Coincidence Lemma and universal validity? I'm supposed to say whether the following statement is true or not:
$$ \exists x \exists y f(x) = y \equiv \forall x \exists y (( x = y \vee E(x,y)) \rightarrow \exists z (z=y \vee E(z,y)))$$
I have a couple of questions about the coincidence lemma here:
If you assume that your $\sigma$ structure has elements a, b in its universe so that f(a)=b holds, does it then follow from the coincidence lemma that f(a)=b is true for all interpretations, since there are no free variables in this formula?
If that was the case then the left side would be universally valid. Now the formula on the right side is also universally valid, I think. Because the left side of the implication is the same as the right side of the implication. Does it then even matter whether this is true for all elements x and a given y in the universe of the structure?
So I would say the two formulas are equivalent, since both are universally valid, is that true?
 A: Yes both are universally valid unless you allow for the empty structure. In this case the left hand formula is false since there exist not elements in the empty structure, the right hand formula is though allways true, even in the empty structure. If you however have constant symbols in your language, then you need to have at least one element in the universe, and thus the empty structure is not allowed. 

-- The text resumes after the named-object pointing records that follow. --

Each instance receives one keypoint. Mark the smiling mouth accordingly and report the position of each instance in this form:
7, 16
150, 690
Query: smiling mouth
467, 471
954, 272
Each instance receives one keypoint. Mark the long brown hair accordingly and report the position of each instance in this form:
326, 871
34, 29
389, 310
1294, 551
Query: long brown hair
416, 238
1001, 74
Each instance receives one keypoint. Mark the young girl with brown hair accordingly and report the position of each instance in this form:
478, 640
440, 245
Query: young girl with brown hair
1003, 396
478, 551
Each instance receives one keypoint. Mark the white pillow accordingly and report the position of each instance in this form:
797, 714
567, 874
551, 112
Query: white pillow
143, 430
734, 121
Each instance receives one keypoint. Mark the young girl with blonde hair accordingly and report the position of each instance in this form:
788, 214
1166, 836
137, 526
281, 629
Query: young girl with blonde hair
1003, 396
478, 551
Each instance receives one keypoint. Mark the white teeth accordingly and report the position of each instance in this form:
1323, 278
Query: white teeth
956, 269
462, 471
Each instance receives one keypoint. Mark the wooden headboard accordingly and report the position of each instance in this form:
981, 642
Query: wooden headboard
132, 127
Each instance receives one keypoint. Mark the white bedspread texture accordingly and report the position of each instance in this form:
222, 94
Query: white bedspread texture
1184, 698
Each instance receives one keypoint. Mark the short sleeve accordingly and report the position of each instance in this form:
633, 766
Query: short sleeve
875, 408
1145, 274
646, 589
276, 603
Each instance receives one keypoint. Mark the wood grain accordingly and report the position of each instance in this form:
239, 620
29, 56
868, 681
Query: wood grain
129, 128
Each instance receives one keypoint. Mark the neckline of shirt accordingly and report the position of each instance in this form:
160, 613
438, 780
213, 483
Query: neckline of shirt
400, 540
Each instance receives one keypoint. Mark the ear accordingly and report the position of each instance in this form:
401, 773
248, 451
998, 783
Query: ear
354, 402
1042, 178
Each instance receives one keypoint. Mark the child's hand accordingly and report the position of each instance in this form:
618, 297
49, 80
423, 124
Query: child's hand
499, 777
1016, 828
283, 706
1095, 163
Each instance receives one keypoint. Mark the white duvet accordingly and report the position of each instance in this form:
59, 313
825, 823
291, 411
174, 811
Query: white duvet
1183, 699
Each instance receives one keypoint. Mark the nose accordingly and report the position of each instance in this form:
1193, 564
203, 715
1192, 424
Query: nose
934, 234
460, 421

Regarding question 1. If $a,b$ are elements in the universe of a structure, then the interpretation in the structure is already fixed, and thus talking about "all interpretations" does not make much sense (since we only have one).
Regarding question 2. The right formula we need to actually note that if we, whenever evaluating the formula in a structure, let $z:=x$, then the formula will be true. So just saying "the left and the right formula is the same" is a bit sketchy. For instance if we instead of $\exists z(\ldots)$ had $\forall z(\ldots)$ then the right hand formula would not be true.
A: The lefthand side is true in any (nonempty!) model (= interpretation); the righthand side is true in any model. Function symbols are total functions, and the righthand side is true basically because $\forall x\exists y(whatever(x,y)\to\exists z(z=y \lor whateverElse(y,z)))$ is valid. 
Re your question about the "coincidence lemma" (I don't know this term): something's amiss there. if $a,b$ are elements of a model, not constants of the signature $\sigma$, what do you mean about $f(a) = b$  being true in all models? They must be constants after all, and $f(a)=b$ holds in some model.
Long story short: Yes, they're equivalent, because they're both valid in first order logic, which classically assumes a nonempty universe: ($\exists x)\,x=x$ is a theorem.